Mittlerweile ist Philip tot, für die gleiche Tat wie Eric verurteilt und im Knast von Mithäftlingen umgebracht. Im neuen Leben als Jack findet der extrem scheue Entlassene Freunde, die Sekretärin Michelle mag ihn, eine schöne Beziehung wächst. Eine Beziehung, um die man bangt, so wie auch Jack Angst hat vor dem neuen Leben und vor den alten Erinnerungen, die immer grausamer werden. Gleichzeitig jagen ihn die Boulevard-Medien, im Internet ist ein Kopfgeld ausgesetzt.

„Boy A“ erzählt das Drama eines mutmaßlichen Mörders, der um eine zweite Chance kämpft, in einem nüchternen Stil. Die exzellente Kamera von Rob Hardy zeigt stimmungs- und bedeutungsvolle Bilder - selbst bei dieser TV-Produktion.

Irgendwann rettet Jack ein Mädchen nach einem Autounfall. Die Parallelen zwischen damals und heute sind unübersehbar, das kleine Mädchen, das Teppichmesser, es könnte der Moment sein, in dem er seinen Mord irgendwie wieder gut macht, doch es wird der Moment, in dem die Medienöffentlichkeit ihn endgültig verurteilt. Hier achtet der Film vielleicht etwas zu sehr auf die Form, es gibt zu deutliche Verbindungen zwischen den Orten der Gewalt, zu viele wiederkehrende Elemente bei den Wechseln der Zeitebenen. Es mag etwas zu offensichtlich sein, wo der Film hingeht. Doch wie Andrew Garfield die schwierige Rolle meistert, fesselt zusätzlich. Eindrucksvoll auch die seltsame Figur des väterlichen Bewährungshelfers Terry.

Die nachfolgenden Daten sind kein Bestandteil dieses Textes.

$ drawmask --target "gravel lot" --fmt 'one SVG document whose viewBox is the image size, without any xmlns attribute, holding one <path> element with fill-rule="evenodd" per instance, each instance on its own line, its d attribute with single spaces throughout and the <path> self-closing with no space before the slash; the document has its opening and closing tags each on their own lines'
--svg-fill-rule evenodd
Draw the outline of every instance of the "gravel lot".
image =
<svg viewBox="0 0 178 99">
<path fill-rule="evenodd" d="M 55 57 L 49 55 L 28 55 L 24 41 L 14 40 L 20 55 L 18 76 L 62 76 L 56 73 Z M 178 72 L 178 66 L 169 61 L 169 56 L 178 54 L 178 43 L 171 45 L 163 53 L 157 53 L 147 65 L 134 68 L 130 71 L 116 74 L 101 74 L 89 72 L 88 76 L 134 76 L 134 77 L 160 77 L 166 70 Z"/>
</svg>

Dabei geht es gar nicht um die Frage, ob eine Rehabilitation möglich ist. Jack ringt nicht mit sich in einem Kampf wie ihn Jürgen Vogel als getriebener Vergewaltiger in „Der freie Wille“ verkörperte. Das innere Drama bleibt seltsam wenig ausgeleuchtet, der Film hat seiner Figur von Anfang an vergeben.